13

A very beautiful recent paper,

Scalable Implementation of Boson Sampling with Trapped Ions. C. Shen, Z. Zhang, and L.-M. Duan. Phys. Rev. Lett. 112 no. 5, 050504 (2014); arXiv:1310.4860

describes a proposal of an experimental realization of Boson Sampling using phonon modes in an ion trap instead of photons in a linear optical setup.

Boson Sampling, for those unfamiliar with the term, is essentially the problem of predicting the output probabilities of a large optical interferometer when some number of single photons is given to its input ports. To simulate this classically one needs to calculate a large number of permanents (determinants minus the minus signs) and this turns out to be exceptionally hard, and Scott Aaronson and Alex Arkhipov essentially proved that it is indeed a computationally 'hard' problem for a classical computer, whereas a quantum computer could do it much faster. An experimental Boson Sampling realization would show that not all physical processes can be efficiently simulated by classical computers, which is yet to be demonstrated.

Most envisioned BS implementations so far have been on linear optics and using single photon sources, with the huge disadvantage that the SPDC photon sources are non-deterministic and therefore it is hard to get more than three or four photons to coincide.

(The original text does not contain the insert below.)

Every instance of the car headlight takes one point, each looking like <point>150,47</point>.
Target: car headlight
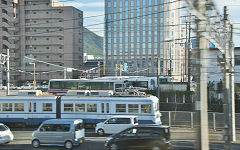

The recent paper proposes, instead, to do this on a sparse string of ions in a Paul trap. The different boson modes are the transverse phonon modes, which are localized at each ion and can therefore be initialized easily by shining a laser from the side. The ions are always coupled by their Coulomb interaction; the paper shows how to enhance this to achieve universality by adding individual phase shifts to each ion. They also show phonon-number measurements are possible using internal state measurements and clever pulse sequences.

I am struck by the beauty of this paper and the simplicity, ingenuity and generality of their method. However, they do not provide any talk of drawbacks or limitations: to read the paper, you'd think it will be performed tomorrow. This has happened before in ion traps; for example it took almost ten years between the proposal of the Cirac-Zoller gate and its implementation by the Blatt group, because of a number of limitations which are not apparent in the Cirac-Zoller paper but which quickly became apparent as people tried to implement it.

In this spirit, then, what are the possible limitations and pitfalls of Shen, Zhang and Duan's proposal? What experimental problems must still be solved before this can be experimentally realized?